Femme, vie, liberté : révolution à l’iranienne
480 morts et 16 800 arrestations en deux mois. Tandis que le slogan "Femmes, Vie, Liberté" résonne dans l'hémicycle à quelques jours de la journée internationale contre les violences faites aux femmes, Téhéran passe un nouveau cap vers l’arme nucléaire annonçant produire de l’uranium enrichi à 60 %.
L’Iran a annoncé récemment avoir franchi le seuil de 60% d’enrichissement de son uranium. Pourquoi cette déclaration intervient-elle dans le contexte actuel ?

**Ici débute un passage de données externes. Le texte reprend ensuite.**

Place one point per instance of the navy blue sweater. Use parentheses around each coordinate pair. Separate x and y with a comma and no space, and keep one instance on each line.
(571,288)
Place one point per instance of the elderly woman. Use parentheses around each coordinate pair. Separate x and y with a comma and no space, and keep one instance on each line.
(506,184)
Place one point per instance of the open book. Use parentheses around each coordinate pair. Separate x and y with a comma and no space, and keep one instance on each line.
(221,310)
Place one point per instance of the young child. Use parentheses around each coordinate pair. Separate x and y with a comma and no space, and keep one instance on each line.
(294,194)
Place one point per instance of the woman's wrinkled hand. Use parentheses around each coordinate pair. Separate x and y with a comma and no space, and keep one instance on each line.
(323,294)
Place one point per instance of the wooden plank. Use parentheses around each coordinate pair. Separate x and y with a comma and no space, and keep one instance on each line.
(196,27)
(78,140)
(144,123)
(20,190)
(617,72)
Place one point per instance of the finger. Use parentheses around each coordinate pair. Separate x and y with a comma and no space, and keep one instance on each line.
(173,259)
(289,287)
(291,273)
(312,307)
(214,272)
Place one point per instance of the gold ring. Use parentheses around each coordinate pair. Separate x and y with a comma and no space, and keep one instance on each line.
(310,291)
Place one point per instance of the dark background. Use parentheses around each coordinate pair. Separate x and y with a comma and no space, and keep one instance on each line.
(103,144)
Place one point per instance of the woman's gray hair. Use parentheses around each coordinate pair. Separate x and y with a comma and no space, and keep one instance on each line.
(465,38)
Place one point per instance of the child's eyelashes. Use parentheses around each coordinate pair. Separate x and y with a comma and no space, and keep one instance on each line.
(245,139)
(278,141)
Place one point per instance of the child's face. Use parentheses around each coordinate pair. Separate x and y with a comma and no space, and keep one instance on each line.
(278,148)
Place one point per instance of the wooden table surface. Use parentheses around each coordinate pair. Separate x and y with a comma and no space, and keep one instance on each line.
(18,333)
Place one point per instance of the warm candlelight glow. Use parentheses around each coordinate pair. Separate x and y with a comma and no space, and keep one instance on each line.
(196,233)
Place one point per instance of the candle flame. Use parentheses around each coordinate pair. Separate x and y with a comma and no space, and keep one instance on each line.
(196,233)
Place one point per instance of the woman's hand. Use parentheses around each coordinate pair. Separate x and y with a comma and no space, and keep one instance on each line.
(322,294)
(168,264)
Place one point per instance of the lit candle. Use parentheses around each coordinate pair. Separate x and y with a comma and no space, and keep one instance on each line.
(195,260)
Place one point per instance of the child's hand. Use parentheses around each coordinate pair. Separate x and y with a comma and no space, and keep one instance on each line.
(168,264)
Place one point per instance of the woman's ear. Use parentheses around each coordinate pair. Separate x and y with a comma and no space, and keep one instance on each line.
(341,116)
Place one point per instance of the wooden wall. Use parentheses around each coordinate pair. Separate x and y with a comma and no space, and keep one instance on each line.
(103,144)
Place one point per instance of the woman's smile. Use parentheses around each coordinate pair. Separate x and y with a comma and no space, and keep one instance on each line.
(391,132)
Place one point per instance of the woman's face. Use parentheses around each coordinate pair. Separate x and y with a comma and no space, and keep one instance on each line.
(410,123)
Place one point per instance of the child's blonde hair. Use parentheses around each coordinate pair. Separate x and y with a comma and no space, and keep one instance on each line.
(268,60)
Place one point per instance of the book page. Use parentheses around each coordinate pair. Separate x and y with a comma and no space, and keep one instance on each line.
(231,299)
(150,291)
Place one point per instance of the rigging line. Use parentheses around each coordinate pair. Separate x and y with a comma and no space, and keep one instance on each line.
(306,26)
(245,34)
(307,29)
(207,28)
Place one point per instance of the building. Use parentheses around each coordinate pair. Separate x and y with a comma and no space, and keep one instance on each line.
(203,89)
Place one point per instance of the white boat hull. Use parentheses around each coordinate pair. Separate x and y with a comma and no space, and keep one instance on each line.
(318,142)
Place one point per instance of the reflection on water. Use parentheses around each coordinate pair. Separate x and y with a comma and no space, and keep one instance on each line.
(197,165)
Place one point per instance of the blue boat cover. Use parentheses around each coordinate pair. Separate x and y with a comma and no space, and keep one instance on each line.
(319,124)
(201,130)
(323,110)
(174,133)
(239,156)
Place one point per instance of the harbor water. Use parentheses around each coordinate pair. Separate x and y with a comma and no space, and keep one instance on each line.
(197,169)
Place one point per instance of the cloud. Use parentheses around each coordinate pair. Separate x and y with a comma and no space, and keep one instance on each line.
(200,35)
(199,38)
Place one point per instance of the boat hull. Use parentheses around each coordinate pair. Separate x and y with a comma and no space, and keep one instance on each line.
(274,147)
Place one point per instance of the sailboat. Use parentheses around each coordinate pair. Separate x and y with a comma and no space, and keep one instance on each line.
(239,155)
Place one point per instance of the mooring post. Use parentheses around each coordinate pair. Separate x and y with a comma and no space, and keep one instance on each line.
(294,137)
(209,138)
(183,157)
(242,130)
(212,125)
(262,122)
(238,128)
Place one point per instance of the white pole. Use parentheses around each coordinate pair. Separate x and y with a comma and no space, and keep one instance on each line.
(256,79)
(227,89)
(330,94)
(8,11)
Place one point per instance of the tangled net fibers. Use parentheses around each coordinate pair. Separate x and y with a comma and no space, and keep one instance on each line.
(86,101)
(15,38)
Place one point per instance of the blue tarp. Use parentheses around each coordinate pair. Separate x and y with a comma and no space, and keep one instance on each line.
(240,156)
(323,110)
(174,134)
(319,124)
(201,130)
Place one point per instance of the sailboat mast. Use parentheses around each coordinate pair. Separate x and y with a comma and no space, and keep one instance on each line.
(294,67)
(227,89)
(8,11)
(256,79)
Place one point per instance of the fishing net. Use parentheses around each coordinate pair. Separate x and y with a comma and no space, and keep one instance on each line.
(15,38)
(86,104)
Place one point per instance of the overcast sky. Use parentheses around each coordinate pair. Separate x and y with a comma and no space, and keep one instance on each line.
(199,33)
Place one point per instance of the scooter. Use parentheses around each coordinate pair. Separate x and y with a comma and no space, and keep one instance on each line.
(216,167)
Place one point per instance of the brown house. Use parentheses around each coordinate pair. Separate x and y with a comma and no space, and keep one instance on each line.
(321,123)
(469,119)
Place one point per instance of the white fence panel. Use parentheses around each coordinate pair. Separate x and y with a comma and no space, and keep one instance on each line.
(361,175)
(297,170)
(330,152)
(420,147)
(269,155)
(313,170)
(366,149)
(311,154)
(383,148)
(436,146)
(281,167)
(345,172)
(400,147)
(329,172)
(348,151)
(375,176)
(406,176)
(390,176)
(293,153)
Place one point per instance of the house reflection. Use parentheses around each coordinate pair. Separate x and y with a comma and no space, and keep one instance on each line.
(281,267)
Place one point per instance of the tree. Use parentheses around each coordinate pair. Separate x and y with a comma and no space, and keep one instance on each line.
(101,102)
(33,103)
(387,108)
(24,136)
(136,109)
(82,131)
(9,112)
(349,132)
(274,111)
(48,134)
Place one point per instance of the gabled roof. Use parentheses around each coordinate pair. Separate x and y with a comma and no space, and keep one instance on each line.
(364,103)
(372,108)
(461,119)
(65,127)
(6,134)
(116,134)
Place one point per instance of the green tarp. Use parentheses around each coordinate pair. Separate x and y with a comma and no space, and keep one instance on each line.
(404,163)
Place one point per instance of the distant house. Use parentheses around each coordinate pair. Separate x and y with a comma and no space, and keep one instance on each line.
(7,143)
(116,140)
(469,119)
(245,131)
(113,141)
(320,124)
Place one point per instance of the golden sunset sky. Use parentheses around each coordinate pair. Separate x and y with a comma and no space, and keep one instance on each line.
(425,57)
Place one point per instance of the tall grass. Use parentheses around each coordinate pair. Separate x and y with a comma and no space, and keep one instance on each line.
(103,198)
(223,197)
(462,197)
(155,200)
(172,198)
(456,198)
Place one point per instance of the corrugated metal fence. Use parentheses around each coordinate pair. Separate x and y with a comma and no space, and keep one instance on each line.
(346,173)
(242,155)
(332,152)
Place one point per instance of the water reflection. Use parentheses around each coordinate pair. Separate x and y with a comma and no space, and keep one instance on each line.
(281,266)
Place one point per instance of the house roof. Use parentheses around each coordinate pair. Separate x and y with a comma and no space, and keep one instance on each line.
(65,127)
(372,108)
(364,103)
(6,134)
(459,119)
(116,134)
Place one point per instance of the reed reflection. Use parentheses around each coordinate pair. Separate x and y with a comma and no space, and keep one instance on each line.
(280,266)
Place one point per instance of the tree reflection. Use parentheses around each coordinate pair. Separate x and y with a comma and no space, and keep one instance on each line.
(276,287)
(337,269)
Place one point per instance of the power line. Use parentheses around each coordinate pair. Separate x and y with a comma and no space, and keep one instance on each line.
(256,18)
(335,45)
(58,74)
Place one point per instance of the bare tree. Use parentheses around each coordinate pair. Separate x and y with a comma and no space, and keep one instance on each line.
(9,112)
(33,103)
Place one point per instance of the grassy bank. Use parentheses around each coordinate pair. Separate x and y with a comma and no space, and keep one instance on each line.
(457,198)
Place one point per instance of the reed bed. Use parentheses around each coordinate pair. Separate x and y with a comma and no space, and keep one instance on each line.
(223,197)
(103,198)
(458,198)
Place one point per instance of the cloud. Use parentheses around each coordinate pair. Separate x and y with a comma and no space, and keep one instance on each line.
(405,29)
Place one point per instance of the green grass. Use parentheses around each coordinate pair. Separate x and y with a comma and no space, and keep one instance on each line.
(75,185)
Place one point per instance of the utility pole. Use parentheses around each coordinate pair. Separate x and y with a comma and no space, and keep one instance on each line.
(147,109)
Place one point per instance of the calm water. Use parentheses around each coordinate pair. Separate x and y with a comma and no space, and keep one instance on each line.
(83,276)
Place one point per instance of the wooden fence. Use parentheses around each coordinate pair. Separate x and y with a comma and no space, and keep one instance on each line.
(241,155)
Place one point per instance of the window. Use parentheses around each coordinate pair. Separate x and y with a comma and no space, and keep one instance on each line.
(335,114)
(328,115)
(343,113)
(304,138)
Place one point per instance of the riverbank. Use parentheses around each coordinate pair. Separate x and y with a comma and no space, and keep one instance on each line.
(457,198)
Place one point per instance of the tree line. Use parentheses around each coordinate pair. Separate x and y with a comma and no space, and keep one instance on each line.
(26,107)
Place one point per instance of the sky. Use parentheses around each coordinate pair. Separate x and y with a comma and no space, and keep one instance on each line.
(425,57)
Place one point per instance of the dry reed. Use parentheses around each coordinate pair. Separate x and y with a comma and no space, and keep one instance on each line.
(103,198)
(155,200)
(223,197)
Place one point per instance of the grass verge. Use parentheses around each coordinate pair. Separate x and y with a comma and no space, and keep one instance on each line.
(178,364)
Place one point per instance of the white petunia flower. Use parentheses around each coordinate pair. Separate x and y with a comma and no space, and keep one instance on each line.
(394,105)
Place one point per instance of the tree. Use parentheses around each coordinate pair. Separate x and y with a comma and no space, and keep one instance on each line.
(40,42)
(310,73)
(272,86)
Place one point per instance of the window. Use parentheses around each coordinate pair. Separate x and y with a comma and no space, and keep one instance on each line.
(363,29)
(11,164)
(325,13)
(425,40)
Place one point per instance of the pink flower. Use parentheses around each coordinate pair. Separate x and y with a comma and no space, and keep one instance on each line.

Selon les deux derniers rapports trimestriels de l’Agence internationale de l’énergie atomique, l’Iran a franchi ce seuil cet été. Le dernier rapport d’octobre précisait que Téhéran détenait déjà 62,5 kg d’uranium enrichi à plus de 60%, soit sept kilos de plus que cet été. L’enrichissement se poursuit aux usines souterraines de Fordo et de Natanz qui protègent les infrastructures de possibles attaques aériennes. Dès lors, l’annonce des autorités iraniennes peut être comprise comme une affirmation de leur détermination à continuer le programme nucléaire, en dépit des manifestations internes et des critiques internationales, et ce avant que l’AIEA ne dévoile publiquement le franchissement du seuil de 60% d’enrichissement. L’Iran revendique son droit à l’enrichissement, dans un but scientifique, alors que les taux qu’elle atteint ne laisse pas de doutes sur la nature militaire de son programme nucléaire.
Où en sont les négociations sur l’accord nucléaire iranien ?
Les négociations alternent entre des phases de hauts et de bas. Elles avaient repris en novembre 2021 et abouti à la présentation d’un premier document prometteur en janvier 2022. Cependant, les conséquences de la guerre en Ukraine ont porté atteinte à la poursuite des discussions. Le déclenchement du conflit a en effet redéfini les priorités de l’agenda diplomatique américain. Puis, en septembre 2022, le soutien de Téhéran à l’effort de guerre russe, en fournissant des drones et des missiles balistiques de courte portée, ainsi que la répression des manifestations dans le pays, ont précipité l’enlisement des négociations. Alors que la plupart des contentieux entre les européens, la Chine, la Russie et l’Iran ont été réglés, plusieurs points d’achoppement subsistent entre les Etats-Unis et l’Iran, notamment en ce qui concerne la désignations comme terroristes de certaines personnalités iraniennes.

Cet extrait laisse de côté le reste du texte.